The “democratizing” of art, particularly in the hands of Americans, has resulted in a deadening repetition of the same familar “products”: endless Beethoven festivals, Mahler cycles, travelling art shows, tacky “theme” programs, and the personality cult of big name artists and performers. This creates a hectic, market-driven environment in the “non-profit” world where the big institutions behave like vacuum cleaners sucking up all the available funding, leaving only crumbs for small community or radical art.   And those out of the way “fringe” organizations, of course, are where the seeds for real creativity take place.

So if music as an art may not function so well as a measure of social change or consciousness, how about on the individual level, changing somebody's life?   Is a work of music actually able to transform somebody's life?

Yes, but I think it's a cumulative thing.   Art is so vast a human activity that it's really foolish to try to sum up its meaning. Nevertheless I think it's probably right to say that art sensitizes us in the deepest of ways.   I like to listen to baseball games on the radio. It's fun and puts me in an agreeable mood. But my deeper self tends to go to sleep, as if I'd hit the “Pause” button on my psyche. That's fine for a time, but it's no comparison to what goes on in my inner self when I listen to a Bartok quartet or the Well-tempered Clavier , or when I watch a Bergman film.

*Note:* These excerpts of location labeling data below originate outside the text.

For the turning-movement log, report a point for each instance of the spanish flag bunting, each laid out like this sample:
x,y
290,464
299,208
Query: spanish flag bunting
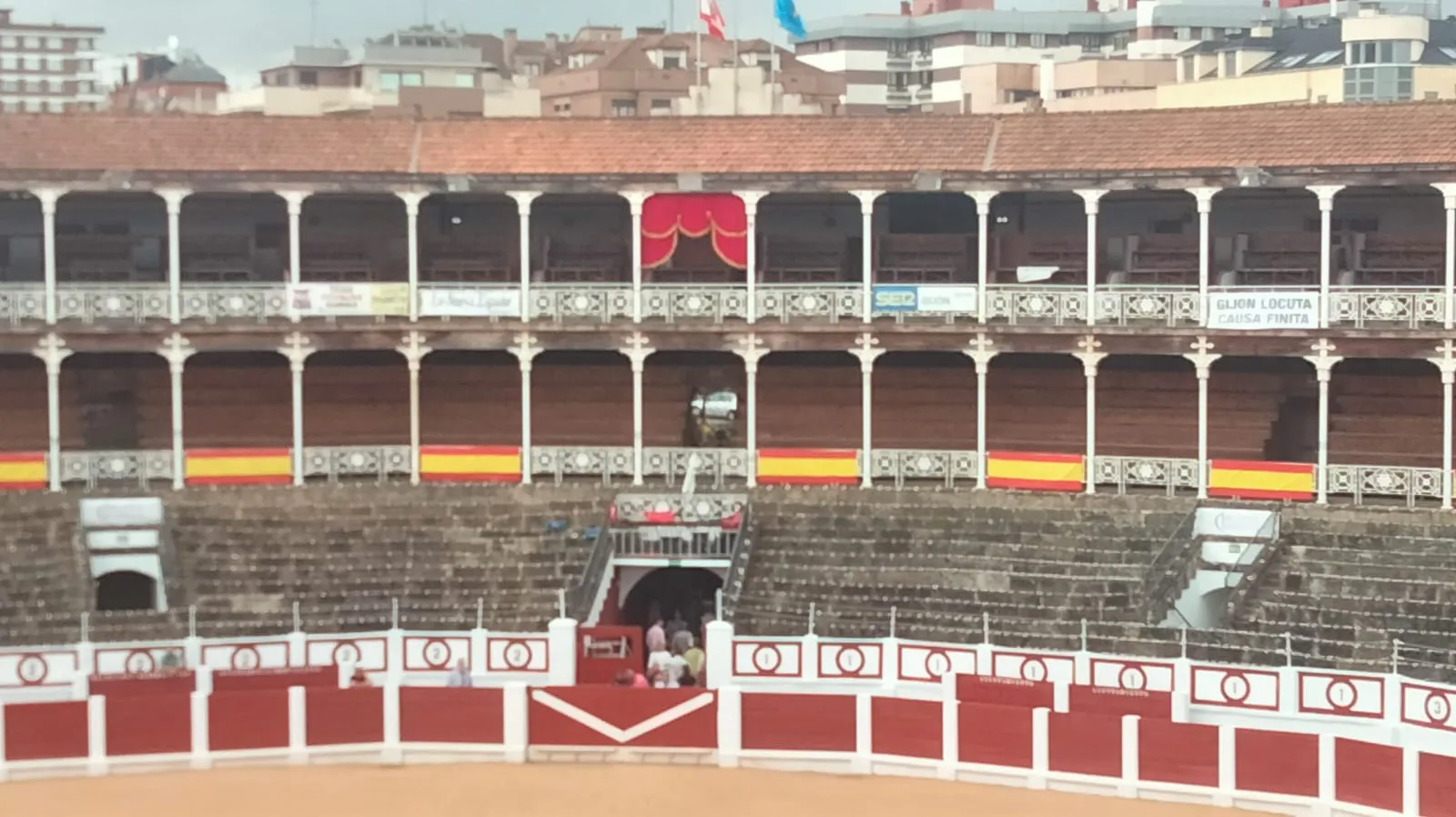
x,y
808,467
470,463
239,467
1036,472
1249,479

Certainly a person can be very sensitive to other human beings' feelings and not be an artistic person.   And, conversely, you can have highly sensitized aesthetes who are nevertheless rude, self-absorbed and unfeeling people. But art, even in its baser forms, speaks to the better part of ourselves. That's why everyone has a need for it, even if they think they don't.

I think that a lifetime of being exposed to art, and particularly making art, makes for a fuller person.   Certainly if you have children and you give them training in the arts – theater and painting, poetry and music – they grow up to be more interesting and more fulfilled and especially more sensitive individuals.